Elizabeth felt the strength in Richard’s hands as he took her arm and guided her from the room. All the way to their private sitting room, Up each stairway that had become so familiar, down each hallway that held so many memories, she drew on the resource of that strength.

One inside their parlor, Richard touched a match to the newly laid fire and pulled Elizabeth to its warmth. Suddenly she was talking, not sure what she was saying, not caring whether or not it made sense, just telling Richard everything she had seen and heard and thought and worried about in the past days. He held her and listened without interruption until all her words were spent and she leaned against him for support.

“I wonder why he didn’t run when he read your script last night?” Richard said. “He could be in Mexico by now.”

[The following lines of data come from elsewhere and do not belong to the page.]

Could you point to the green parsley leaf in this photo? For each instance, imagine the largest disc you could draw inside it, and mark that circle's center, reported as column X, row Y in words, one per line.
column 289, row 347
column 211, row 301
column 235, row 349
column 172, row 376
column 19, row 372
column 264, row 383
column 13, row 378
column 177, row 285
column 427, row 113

“Oh, I didn’t leave the real one out. The script on the table was the alternate I’d worked out in case he didn’t prove me right by taking my bait. I kept hoping one of the other suspects would come.” She swallowed down the lump in her throat. “But Gavin did come. He actually did those terrible things. Oh, Richard—”

Richard held her, gently stroking her hair. When she seemed calmer he said, “How did you know his excuse for moving the body was false?”

“His whole story was built around the fact that no one could do anything until the police came anyway. But when they did get here, he didn’t tell them. I was there when they took his statement.”